Claire drove to work, sipping the coffee in her thermos and humming quietly to the radio. During the commercial break, she heard an ad for a travel company offering discounted flights to London. When she got to her cubicle, she overheard Julia and Patrick from another team discussing a news story that had somehow gotten emailed to the whole office. The queen’s corgis has gotten loose, hopped right out of a horse-driven chariot while she had been waving to the public, and the straight-faced guardsmen had to wrangle them back in. It was all over Claire’s social media feed too, her friends reposted memes about it all day.

“We just have to give her a nudge,” Dan said, watching her day.

Claire’s meetings for the day had been canceled, giving her a rare quiet day. She sat at her desk, cleaning out her inbox and sorting out old emails. She paused on the email from just a couple of months ago, inviting her office to participate in the location switch. She hit the trash can button, sending it away once and for all. What good did it do her to keep thinking about it? The opportunity was gone, she had missed it. She had to just keep moving forward. Claire put in her earbuds, drowning out the conversation around her for the rest of the day.

“Ugh!” Fiona threw her head in her hands.

“Maybe we’ve been thinking about this wrong. We’re trying to make Claire relive a missed moment, but moments never repeat. Maybe we shouldn’t try to fix the past. We can try inspiring a new future,” Charlie suggested.

Fiona peeped through her fingers at her siblings, “What do you mean?”

Dan nodded thoughtfully, ”Let’s give her a fresh moment. Let her creative something by herself.”

And so they set their plan into motion.

Days passed quickly for Claire. Work was the same, life was the same. There were no surprises or shakeups to her routine, yet something felt different. She checked the mail and saw a postcard from London sitting in her mailbox, mistakenly delivered to the wrong address. She traced the London skyline pictured on the postcard with her finger before throwing it into the recycle bin. She saw random advertisements on her TV for a mystery travel sweepstakes, and even searched it up on her phone once. Of course, that resulted in nonstop ads chasing her across every site she visited, popping into her feeds on social media.

One evening, Claire paused and considered the advertisement. She clicked the flashing banner, opening the link. Without letting herself pause for a single thought, she filled out the form. Submit. She realized she had been holding her breath and exhaled. It was silly, wasn't it? She wouldn’t actually win. But it felt good to want to travel again, and on the very small chance that she actually did win, it was exciting to think that she could end up anywhere in the world.

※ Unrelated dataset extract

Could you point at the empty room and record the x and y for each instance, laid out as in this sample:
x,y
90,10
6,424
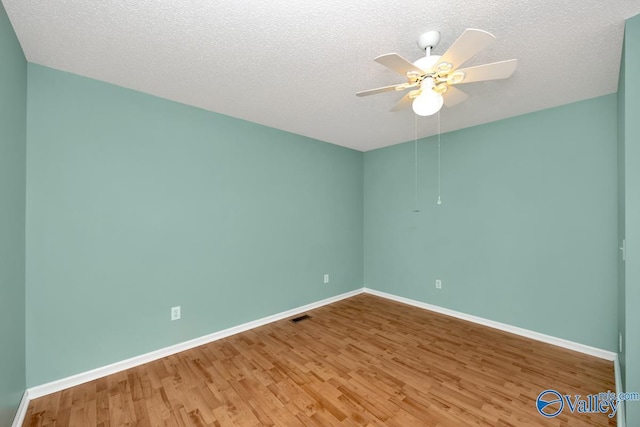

She smiled softly and went back to enjoying the rest of her night.

Fiona, Dan, and Charlie exhaled too. Fiona had been waiting for that critical second. Dan carefully structured an hour for reflection and alone time, and Charlie marked this as a milestone.

Claire didn’t win the sweepstakes, but it didn’t bother her in the slightest. She had actually forgotten when the deadline was for the sweepstakes winner to be announced and never thought to check. Something within her was freer, somehow. She was lighter. She logged into her savings account and checked the balance. She was surprised to see more money in there than there had been in a long time and thought back over the past few months. There had been no emergencies, no crises. The house was about as clean as you’d expect but otherwise not damaged or in need or repair. Cars were running, and mouths were fed. Month over month, Claire had been able to build up a decent travel fund. With this, she could plan a trip with her husband, and they could go just about anywhere. Maybe they’d go somewhere romantic and tropical and slow, or maybe they could go to a historical city with lots of museums and walking and wine. She laughed to herself, thrilled at the idea of exploring somewhere new, and picked up her phone to call her husband and let him know he needed to request some time off soon.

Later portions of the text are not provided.